How to OCR Tibetan in Adobe Acrobat Professional
I searched online and found an answer in this link The Tibetan and Himalayan Library..
This is the process for running OCR on a PDF so that it is searchable, using Acrobat Professional:
- For most PDFs, you want to run Optimize after you scan them. First rename the file; then pull down the Document menu and select Optimize.
- Then, to run OCR: open the PDF file you want to run OCR on.
- Pull down the File menu, choose "Save as," and add "-ocr.pdf" to the file name
- Pull down the Document menu, point to "OCR Text Recognition," and then point to "Recognize Text Using OCR…" and "start"
- The OCR process will start. It will take some time, depending on the number of pages in the PDF.
- When it finishes, save the file. Be sure to check by doing a search on "the" or another word in the file and make sure it returns results.

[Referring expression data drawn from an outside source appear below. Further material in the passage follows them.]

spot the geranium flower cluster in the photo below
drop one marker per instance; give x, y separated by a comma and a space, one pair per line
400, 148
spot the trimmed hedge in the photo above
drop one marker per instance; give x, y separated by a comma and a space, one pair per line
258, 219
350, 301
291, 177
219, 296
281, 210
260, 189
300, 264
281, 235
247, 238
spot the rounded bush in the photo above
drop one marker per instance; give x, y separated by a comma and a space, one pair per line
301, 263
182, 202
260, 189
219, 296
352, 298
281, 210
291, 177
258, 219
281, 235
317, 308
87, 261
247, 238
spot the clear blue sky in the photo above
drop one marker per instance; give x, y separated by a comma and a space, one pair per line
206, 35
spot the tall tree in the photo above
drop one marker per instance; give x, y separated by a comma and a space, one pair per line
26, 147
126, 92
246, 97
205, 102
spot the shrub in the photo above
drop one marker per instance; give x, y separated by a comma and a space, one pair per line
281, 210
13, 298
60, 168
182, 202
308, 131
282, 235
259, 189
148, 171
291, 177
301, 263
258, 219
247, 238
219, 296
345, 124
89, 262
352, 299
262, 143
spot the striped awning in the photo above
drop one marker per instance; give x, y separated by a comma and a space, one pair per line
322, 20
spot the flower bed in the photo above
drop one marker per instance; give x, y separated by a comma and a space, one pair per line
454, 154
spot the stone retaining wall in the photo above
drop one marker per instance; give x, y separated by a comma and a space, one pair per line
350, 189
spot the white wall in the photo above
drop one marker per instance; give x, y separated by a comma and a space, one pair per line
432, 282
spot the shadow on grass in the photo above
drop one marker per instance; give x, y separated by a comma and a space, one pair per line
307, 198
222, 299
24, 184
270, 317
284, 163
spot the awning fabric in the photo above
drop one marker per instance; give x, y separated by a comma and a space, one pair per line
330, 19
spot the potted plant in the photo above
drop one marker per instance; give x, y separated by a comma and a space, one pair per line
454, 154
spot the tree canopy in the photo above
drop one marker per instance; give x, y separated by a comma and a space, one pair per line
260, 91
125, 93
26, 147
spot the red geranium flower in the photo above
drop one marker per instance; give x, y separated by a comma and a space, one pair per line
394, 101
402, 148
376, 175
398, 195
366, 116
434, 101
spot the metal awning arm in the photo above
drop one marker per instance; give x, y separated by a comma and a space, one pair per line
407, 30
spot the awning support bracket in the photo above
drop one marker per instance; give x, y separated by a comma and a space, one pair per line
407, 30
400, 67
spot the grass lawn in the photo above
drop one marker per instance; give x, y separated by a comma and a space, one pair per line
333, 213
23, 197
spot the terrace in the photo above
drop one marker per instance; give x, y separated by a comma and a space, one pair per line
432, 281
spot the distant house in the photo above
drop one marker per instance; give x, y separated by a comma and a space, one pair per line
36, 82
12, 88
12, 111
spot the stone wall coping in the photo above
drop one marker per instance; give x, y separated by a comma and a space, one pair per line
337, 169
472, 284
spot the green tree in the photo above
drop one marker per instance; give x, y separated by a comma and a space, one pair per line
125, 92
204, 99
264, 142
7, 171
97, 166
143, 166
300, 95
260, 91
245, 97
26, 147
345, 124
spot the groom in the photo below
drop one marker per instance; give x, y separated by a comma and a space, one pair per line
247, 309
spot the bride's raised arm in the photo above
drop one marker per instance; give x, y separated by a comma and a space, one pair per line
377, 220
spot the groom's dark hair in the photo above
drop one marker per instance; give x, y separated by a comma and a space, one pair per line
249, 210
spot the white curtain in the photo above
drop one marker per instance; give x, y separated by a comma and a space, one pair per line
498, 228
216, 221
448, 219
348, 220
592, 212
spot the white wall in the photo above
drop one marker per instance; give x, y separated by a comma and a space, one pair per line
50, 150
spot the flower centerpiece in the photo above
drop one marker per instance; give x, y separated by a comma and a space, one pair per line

To OCR roman text with diacritic characters, investigate using Abbyy's FineReader (http://www.abbyy.com/). No THL staff have used this and we have no experience with it. For more information, see Zach Rowinski's assesssment.
Read more: http://www.thlib.org/tools/wiki/How%20to%20OCR%20a%20PDF.html#ixzz4bcSy4Ql1
However, I couldn't even find the Document manu in my Acrobat for mac. I wonder what version of the Acrobat that could have Document manu and that can recognize Tibetan as it described in the above link?
Qiang Lu